10/Content Storage Service
This specification describes the Flux content storage service and the messages used to access it.
Editor: Jim Garlick <email@example.com>
The key words “MUST”, “MUST NOT”, “REQUIRED”, “SHALL”, “SHALL NOT”, “SHOULD”, “SHOULD NOT”, “RECOMMENDED”, “MAY”, and “OPTIONAL” in this document are to be interpreted as described in RFC 2119.
The Flux content storage service is the storage layer for the Flux Key Value Store (KVS). The goals of the content storage service are:
Provide storage for opaque binary blobs.
Once stored from any broker rank, content is available to all broker ranks.
Stored content is immutable.
Content may not be removed while the Flux instance is running.
Stored content is addressable by its message digest, computed using a cryptographic hash.
The cryptographic hash algorithm is configurable per instance.
This kind of store has interesting and well-understood properties, as explored in Venti, Git, and Perkeep (see References below), for example:
Writes are idempotent
De-duplication is automatic
The address may be used to check the integrity of the addressed content
The content service SHALL be implemented as a distributed cache with a presence on each broker rank. Each rank MAY cache content according to an implementation-defined heuristic.
Ranks > 0 SHALL make transitive load and store requests to their parent on the tree based overlay network to fill invalid cache entries, and flush dirty cache entries.
Rank 0 SHALL retain all content previously stored by the instance.
Rank 0 MAY extend its cache with an OPTIONAL backing store, the details of which are beyond the scope of this RFC.
The content service SHALL NOT be accessible by guest users.
A Flux instance SHALL select a hash algorithm at startup. This selection MUST NOT change throughout the lifetime of the instance.
The configured algorithm SHALL be made available to Flux components via the
content.hash broker attribute.
The hash algorithm:
MUST have a high enough collision resistance so that the probability of storing two different blobs with the same address is extremely unlikely
is RECOMMENDED to have high space efficiency
is RECOMMENDED to have low computational overhead
Content SHALL consist of from zero to 1,048,576 bytes of data. Content SHALL NOT be interpreted by the content service.

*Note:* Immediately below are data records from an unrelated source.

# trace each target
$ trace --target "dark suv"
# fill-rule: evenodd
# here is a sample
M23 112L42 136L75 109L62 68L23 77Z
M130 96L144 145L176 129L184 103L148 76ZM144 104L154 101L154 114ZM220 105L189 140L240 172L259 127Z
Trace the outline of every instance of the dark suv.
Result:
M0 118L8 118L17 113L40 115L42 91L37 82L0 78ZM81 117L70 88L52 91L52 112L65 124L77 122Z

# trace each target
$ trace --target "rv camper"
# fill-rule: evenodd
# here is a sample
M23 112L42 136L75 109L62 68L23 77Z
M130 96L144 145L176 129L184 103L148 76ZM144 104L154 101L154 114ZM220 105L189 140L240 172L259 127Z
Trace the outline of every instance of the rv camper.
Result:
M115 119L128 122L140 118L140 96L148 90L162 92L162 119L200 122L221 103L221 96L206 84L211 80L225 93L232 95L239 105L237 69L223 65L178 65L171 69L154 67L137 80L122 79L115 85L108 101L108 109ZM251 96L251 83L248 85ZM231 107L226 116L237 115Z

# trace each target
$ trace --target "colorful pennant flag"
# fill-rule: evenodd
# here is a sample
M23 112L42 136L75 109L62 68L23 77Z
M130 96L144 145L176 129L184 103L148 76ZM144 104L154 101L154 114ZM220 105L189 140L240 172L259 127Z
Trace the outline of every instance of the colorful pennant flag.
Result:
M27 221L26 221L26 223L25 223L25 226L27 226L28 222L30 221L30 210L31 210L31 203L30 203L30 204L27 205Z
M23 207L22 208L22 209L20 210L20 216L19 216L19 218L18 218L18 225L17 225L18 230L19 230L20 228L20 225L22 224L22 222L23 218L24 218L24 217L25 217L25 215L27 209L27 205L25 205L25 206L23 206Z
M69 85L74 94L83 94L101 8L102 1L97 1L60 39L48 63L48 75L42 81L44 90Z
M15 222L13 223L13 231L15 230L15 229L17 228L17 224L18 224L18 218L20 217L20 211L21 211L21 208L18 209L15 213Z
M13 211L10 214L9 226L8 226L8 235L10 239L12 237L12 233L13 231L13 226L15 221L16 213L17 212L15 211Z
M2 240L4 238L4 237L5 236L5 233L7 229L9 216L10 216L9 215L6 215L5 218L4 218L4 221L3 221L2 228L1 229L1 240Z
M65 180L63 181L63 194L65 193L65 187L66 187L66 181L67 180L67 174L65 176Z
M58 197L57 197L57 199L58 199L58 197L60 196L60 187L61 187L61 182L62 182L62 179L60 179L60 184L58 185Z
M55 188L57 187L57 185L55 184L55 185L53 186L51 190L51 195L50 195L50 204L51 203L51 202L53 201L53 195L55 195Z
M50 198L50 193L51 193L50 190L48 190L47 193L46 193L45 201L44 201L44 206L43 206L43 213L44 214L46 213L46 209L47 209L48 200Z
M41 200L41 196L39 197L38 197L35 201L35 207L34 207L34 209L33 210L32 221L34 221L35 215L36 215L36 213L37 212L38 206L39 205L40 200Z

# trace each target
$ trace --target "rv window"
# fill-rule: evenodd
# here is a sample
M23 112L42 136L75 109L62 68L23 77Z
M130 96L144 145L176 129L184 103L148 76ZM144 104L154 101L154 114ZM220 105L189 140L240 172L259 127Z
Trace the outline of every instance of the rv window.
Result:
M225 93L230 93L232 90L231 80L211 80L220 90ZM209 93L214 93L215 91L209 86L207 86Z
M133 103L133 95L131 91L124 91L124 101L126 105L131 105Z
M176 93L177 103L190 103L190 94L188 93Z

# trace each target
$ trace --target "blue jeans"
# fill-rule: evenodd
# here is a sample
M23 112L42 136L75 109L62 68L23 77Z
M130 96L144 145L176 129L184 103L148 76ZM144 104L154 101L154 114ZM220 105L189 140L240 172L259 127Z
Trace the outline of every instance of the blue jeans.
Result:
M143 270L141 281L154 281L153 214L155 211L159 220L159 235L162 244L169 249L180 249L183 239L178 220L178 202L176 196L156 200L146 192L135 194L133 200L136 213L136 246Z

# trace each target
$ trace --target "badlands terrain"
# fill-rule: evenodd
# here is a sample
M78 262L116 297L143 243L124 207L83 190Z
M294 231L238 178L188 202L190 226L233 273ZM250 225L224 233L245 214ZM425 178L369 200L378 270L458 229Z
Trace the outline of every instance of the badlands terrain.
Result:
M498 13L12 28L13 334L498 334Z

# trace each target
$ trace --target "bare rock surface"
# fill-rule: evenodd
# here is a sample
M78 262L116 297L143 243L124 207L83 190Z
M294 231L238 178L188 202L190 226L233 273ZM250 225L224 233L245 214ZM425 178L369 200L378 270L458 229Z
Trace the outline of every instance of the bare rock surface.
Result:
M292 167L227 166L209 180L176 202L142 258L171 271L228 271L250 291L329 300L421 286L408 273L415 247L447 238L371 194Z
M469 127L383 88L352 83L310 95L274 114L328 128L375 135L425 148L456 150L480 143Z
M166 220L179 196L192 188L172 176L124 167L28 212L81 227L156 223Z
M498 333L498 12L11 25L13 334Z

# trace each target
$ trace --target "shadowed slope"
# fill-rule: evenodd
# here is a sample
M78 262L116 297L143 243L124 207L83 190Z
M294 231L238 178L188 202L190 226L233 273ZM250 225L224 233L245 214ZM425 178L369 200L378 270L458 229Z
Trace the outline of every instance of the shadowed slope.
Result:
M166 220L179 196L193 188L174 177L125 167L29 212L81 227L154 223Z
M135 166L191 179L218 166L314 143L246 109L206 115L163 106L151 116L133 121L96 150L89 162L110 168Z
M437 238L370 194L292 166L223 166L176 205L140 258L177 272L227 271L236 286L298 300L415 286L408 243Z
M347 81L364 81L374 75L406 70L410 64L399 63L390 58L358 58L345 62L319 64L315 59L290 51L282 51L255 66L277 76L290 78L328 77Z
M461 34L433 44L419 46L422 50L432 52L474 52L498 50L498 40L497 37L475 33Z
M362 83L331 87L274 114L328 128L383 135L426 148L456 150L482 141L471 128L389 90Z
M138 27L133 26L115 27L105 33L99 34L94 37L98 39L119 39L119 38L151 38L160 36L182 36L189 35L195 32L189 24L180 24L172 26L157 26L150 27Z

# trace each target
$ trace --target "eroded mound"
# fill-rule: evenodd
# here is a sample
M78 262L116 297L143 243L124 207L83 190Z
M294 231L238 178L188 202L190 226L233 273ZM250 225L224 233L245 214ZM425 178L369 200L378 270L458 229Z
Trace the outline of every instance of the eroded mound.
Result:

Note: The blob size limit was temporarily increased to one gigabyte to avoid failures resulting from extreme workloads. The original limit will be restored once KVS hdir objects are implemented.
Each unique, stored blob of content SHALL be addressable by its hash digest.
A human-readable blobref MAY be used as an alternate representation of the hash digest. A blobref SHALL consist of a string formed by the concatenation of:
the name of hash algorithm used to store the content
a message digest represented as a lower-case hex string
Note: “blobref” was shamelessly borrowed from Perkeep (see References below).
A store request SHALL be encoded as a Flux request message with the blob as raw payload (blob length > 0), or no payload (blob length = 0).
A store response SHALL be encoded as a Flux response message with the message digest as raw payload, or an error response.
A request to store content that exceeds the maximum size SHALL receive error number 27, “File too large”, in response.
After the successful store response is received, the blob SHALL be accessible from any rank in the instance.
A load request SHALL be encoded as a Flux request message with message digest as raw payload.
A load response SHALL be encoded as a Flux response message with blob as raw payload (blob length > 0), no payload (blob length = 0), or an error response.
A request to load unknown content SHALL receive error number 2, “No such file or directory”, in response.
A flush request SHALL cause the local rank content service to finish storing any dirty cache entries. A flush response SHALL NOT be sent until there are no dirty cache entries.
On rank 0, “dirty” SHALL be defined as “not stored on a backing store”. On rank > 0, “dirty” SHALL be defined as “not stored on rank 0”.
A flush request SHALL receive error number 38, “Function not implemented”, on rank 0 if a backing store is not configured.
A dropcache request SHALL cause the local content service to drop all non-essential entries from its cache.
References to content are the responsibility of the Flux Key Value Store. Content that the KVS no longer references MAY NOT be removed while the Flux instance is running.
A Flux instance that is configured to restart saves content before shutting down. The shutdown process, after the KVS service has been stopped, MAY choose to omit content that the final KVS root does not reference as a form of garbage collection.
Venti: a new approach to archival storage, Bell Labs, Quinlan and Dorward.